La CPU ne pouvait pas laisser passer la revendication de la CGE sans réagir : le monopole de la délivrance du master fonde sa stratégie. Pour autant la violence de sa réaction (« hold-up », « mercantile ») en a surpris plus d’uns. Après des années de bisbille, les relations entre les deux conférences semblaient en effet apaisées depuis qu’elles faisaient front commun contre le gouvernement. C’était oublier que, passée la question des fonds de roulement, il allait bien falloir passer à la mise en marche effective de Comue dans lesquelles les sujets de friction entre universités et grandes écoles risquent encore d’être nombreux.

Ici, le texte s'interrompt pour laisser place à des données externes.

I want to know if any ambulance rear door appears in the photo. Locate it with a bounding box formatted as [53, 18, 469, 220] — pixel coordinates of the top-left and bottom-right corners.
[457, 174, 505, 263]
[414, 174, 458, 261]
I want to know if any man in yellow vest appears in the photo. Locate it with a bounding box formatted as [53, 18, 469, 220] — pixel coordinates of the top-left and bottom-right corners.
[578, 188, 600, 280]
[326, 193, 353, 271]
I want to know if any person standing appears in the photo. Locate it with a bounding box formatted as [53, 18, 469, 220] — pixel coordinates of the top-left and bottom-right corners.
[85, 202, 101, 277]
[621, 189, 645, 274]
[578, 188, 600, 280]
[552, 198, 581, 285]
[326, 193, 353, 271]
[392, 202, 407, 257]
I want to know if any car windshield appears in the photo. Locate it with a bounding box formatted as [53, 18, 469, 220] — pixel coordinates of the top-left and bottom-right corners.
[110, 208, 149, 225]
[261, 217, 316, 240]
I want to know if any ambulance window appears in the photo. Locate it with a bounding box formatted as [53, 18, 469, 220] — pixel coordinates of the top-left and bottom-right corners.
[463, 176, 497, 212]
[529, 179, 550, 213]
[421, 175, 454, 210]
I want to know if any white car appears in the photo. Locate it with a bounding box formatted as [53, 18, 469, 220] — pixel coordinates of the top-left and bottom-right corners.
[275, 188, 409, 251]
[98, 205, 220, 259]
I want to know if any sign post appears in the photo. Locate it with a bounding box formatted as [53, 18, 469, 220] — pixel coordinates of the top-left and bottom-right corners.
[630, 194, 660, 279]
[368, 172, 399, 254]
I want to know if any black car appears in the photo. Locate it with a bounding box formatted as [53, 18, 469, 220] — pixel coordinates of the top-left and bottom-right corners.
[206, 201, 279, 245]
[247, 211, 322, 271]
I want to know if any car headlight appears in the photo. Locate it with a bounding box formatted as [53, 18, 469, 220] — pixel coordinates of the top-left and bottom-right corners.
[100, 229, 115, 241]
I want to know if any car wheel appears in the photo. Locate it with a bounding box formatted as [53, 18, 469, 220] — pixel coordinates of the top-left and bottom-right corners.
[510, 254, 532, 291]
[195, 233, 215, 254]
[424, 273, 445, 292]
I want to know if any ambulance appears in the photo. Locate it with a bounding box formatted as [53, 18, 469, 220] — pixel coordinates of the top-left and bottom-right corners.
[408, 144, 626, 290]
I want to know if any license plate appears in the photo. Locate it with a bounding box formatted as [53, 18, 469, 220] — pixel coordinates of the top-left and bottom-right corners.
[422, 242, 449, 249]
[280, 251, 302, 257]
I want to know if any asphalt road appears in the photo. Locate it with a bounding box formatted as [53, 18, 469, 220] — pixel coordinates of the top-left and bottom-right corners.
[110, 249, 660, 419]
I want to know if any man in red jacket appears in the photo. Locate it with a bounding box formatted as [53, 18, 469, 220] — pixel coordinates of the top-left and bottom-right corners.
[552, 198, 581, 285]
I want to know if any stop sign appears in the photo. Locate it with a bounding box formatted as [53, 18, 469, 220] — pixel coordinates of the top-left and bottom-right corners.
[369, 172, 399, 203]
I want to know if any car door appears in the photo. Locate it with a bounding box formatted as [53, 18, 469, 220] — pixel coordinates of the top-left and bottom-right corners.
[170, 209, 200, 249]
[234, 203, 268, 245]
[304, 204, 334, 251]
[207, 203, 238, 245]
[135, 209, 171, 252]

Dans cet esprit, le président de l’université Toulouse 1 Capitole et grand pourfendeur devant l’éternel des grandes écoles, Bruno Sire, estimait dans l’AEF que « si les grandes écoles pouvaient demain délivrer le diplôme de master, cela conduirait à sa dévaluation (qualité et réputation) ». Pour lui « il n’y a pas de recherche dans les grandes écoles et des recrutements sans respect de l’exigence nécessaire d’enseignants-chercheurs ». Ce à quoi Loïck Roche, le président du chapitre des écoles de management de la CGE, répond dans une lettre ouverte publiée sur son blog que « toute attaque portée contre les grandes écoles, ou contre l’université, c’est activement détruire l’enseignement supérieur dans son ensemble ». La guerre CGE/CPU semble décidément lancée alors que les élections à la présidence de la CGE auront lieu dans quelques semaines.